Lesson 012: Bayesian Beta-Binomial Smoothing
Lesson 012: Bayesian Beta-Binomial Smoothing
Problem
The Artemis vote system shows 50 random images per ballot and asks voters to pick 5 favorites. With 500 ballots across 12,217 images, most images are shown only 1-2 times. A raw selection rate of "1 out of 1 shown = 100%" is meaningless — it tells you nothing about whether the image is actually preferred. Raw rates are dominated by sampling noise at low exposure.
Why It Matters
If you feed raw selection rates into an optimizer, it will select images that were lucky (shown once, happened to get picked) over images that were genuinely preferred but had the misfortune of being shown to a voter who preferred something else. The calendar would be built on noise, not signal.
What Happened
- Started with raw selection rates (selected / shown) as the preference metric. Images shown once and selected once scored 1.0 — higher than genuinely popular images shown 50 times with a 30% selection rate.
- Added Wilson lower-bound confidence intervals as a frequentist correction. This penalized low-exposure images appropriately but produced a single point estimate rather than a full posterior distribution. Couldn't express "how uncertain are we?" beyond the interval width.
- Switched to a Beta-Binomial conjugate model. Chose Beta(2, 8) as the prior — encoding "assume an image has about a 20% selection rate until data says otherwise." The 20% is slightly above the 10% base rate (5 of 50) because the vote pool is pre-filtered to usable frames.
- Verified the smoothing behavior: images with 1-2 exposures stay near the prior mean of 0.20 regardless of outcome. Images with 10+ exposures have posteriors dominated by data. The crossover happens around n=10, which matches the prior strength (a+b=10).
- Kept Wilson lower bound as a secondary metric alongside the Bayesian posterior. Both are stored in
mart_image_preference_score— Wilson for comparison, posterior_mean as the backbone of the composite score. - The posterior_mean became the primary input to the composite scoring formula, weighted at ~85% of the final score (with Elo and Borda as secondary adjustments).
Design Choice: Beta-Binomial Conjugate Prior
We use a Beta(2, 8) prior combined with the observed selection data to produce a posterior Beta distribution for each image's true selection probability.
Key terms
Beta distribution: A continuous probability distribution on [0, 1], parameterized by two shape parameters alpha and beta.

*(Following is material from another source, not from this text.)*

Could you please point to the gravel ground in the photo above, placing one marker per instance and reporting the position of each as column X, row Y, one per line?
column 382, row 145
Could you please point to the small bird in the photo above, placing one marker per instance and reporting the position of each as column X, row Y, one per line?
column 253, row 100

When alpha > beta, the distribution peaks above 0.5; when alpha < beta, it peaks below. It's the natural distribution for modeling probabilities.
Conjugate prior: A prior distribution that, when combined with a likelihood function of a specific form, produces a posterior of the same distributional family. Beta is conjugate to the binomial likelihood — meaning if your prior is Beta(a, b) and you observe k successes in n trials, the posterior is Beta(a + k, b + n - k). No numerical integration needed; the answer is exact.

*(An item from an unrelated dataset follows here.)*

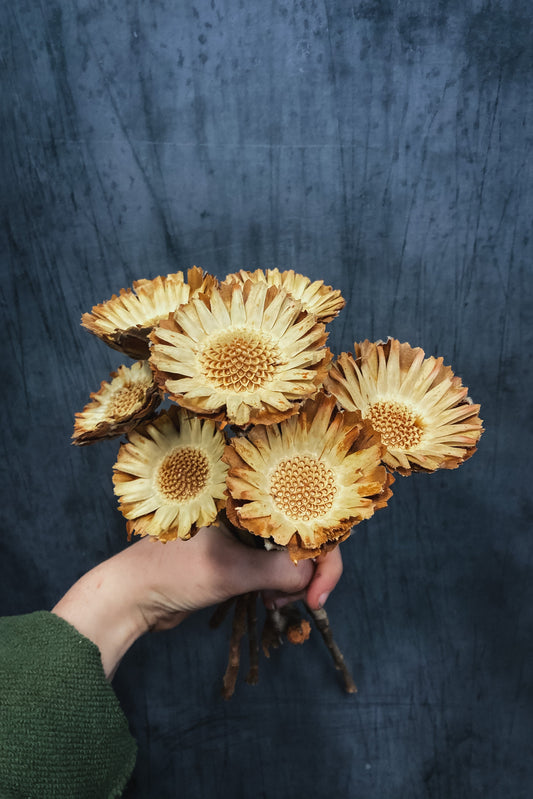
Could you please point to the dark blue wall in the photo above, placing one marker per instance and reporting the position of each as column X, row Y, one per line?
column 386, row 147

Beta(2, 8) parameterization: Our prior says "before seeing any data, we believe the average image has about a 20% chance of being selected." The mean of Beta(a, b) is a/(a+b) = 2/10 = 0.20. This is slightly generous relative to the 10% base rate (5 of 50) because the vote pool has already been filtered to usable frames.
Posterior mean: (alpha + selected) / (alpha + beta + shown). For an image shown 1 time and selected 1 time: (2+1)/(2+8+1) = 0.273. For an image shown 1 time and not selected: (2+0)/(2+8+1) = 0.182. Both are pulled toward the prior — the single observation barely moves the estimate.

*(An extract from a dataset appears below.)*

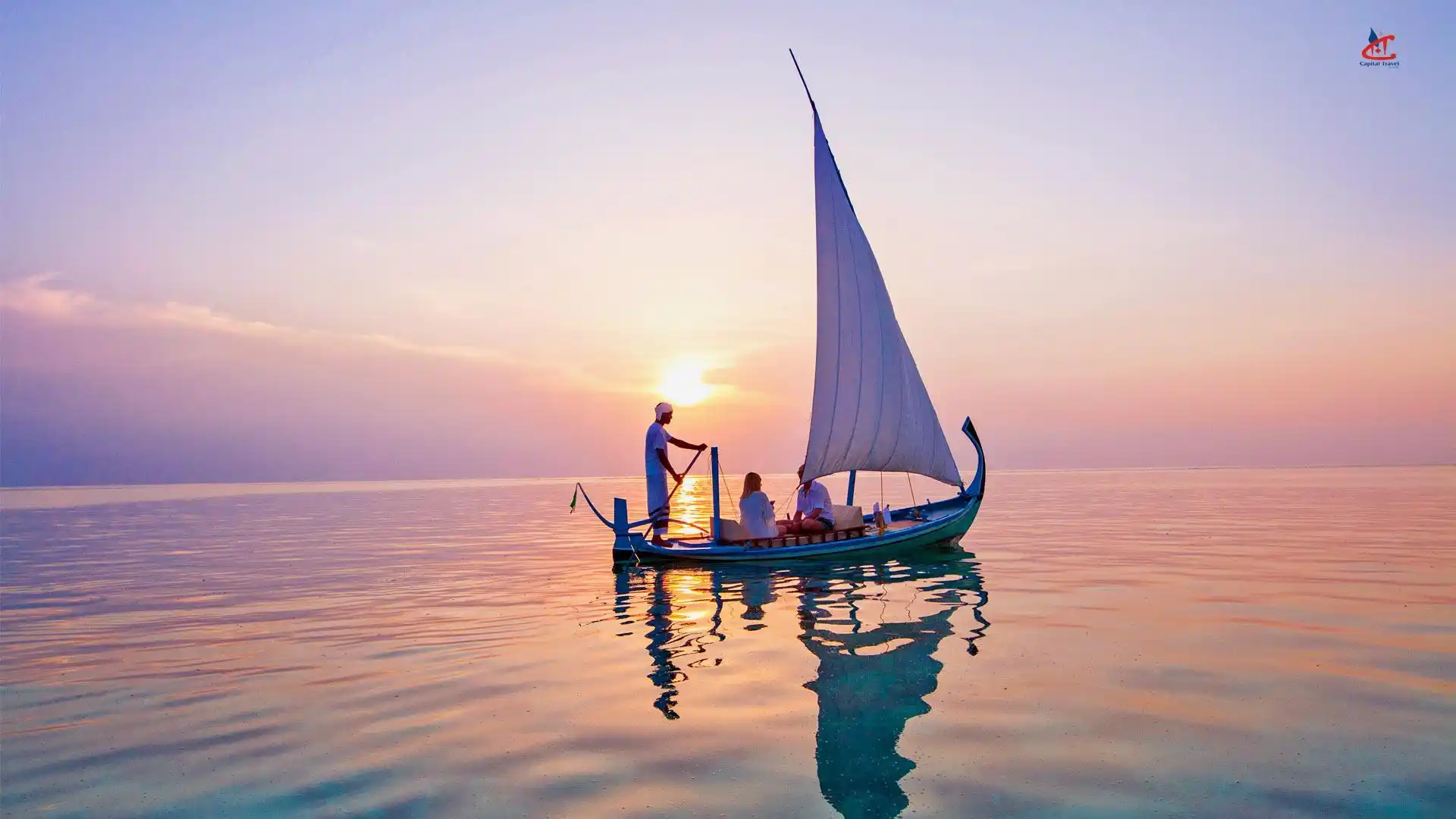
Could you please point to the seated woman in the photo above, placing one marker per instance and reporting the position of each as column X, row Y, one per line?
column 814, row 512
column 756, row 510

Credible interval: The Bayesian analog of a confidence interval. The 95% credible interval [lower, upper] means there's a 95% probability (given our model) that the true selection rate lies in this range. Computed via
scipy.stats.beta.ppf(0.025, alpha, beta)and.ppf(0.975, alpha, beta).Wilson lower bound: A frequentist alternative. It computes the lower bound of a confidence interval for a binomial proportion that works correctly at extreme proportions (0% or 100%) and small sample sizes. Formula: (p + z^2/2n - z * sqrt(p(1-p)/n + z^2/4n^2)) / (1 + z^2/n). We compute both Wilson and Bayesian — Wilson is a useful cross-check.
Exposure-adjustment: The principle that images not shown to a voter should be treated as missing data, not as negative signals. An image with zero selections out of zero showings is unknown, not unpopular. The Beta prior handles this naturally — unshown images get pure prior scores with wide credible intervals.
Alternatives Considered
- Raw selection rate: Rejected. Meaningless at n=1 or n=2.
- Laplace smoothing (add-1): Equivalent to Beta(1,1) prior, which assumes a 50% base rate — too optimistic for images.
- Empirical Bayes: Estimate the prior from the data. More sophisticated but harder to explain and not needed when the prior is weakly informative.
- Mixed-effects logistic regression: Would account for voter random effects but requires substantially more data to fit reliably.
What Was Learned
Bayesian smoothing is the right default for any sparse count-based metric. The conjugate prior trick makes it computationally trivial — no MCMC, no optimization, just arithmetic. The key decision is the prior strength (a + b = 10 in our case), which controls how many observations are needed to overcome the prior. With a total prior weight of 10, it takes about 10 observations for the data to dominate the prior — roughly the right amount of smoothing for our exposure levels.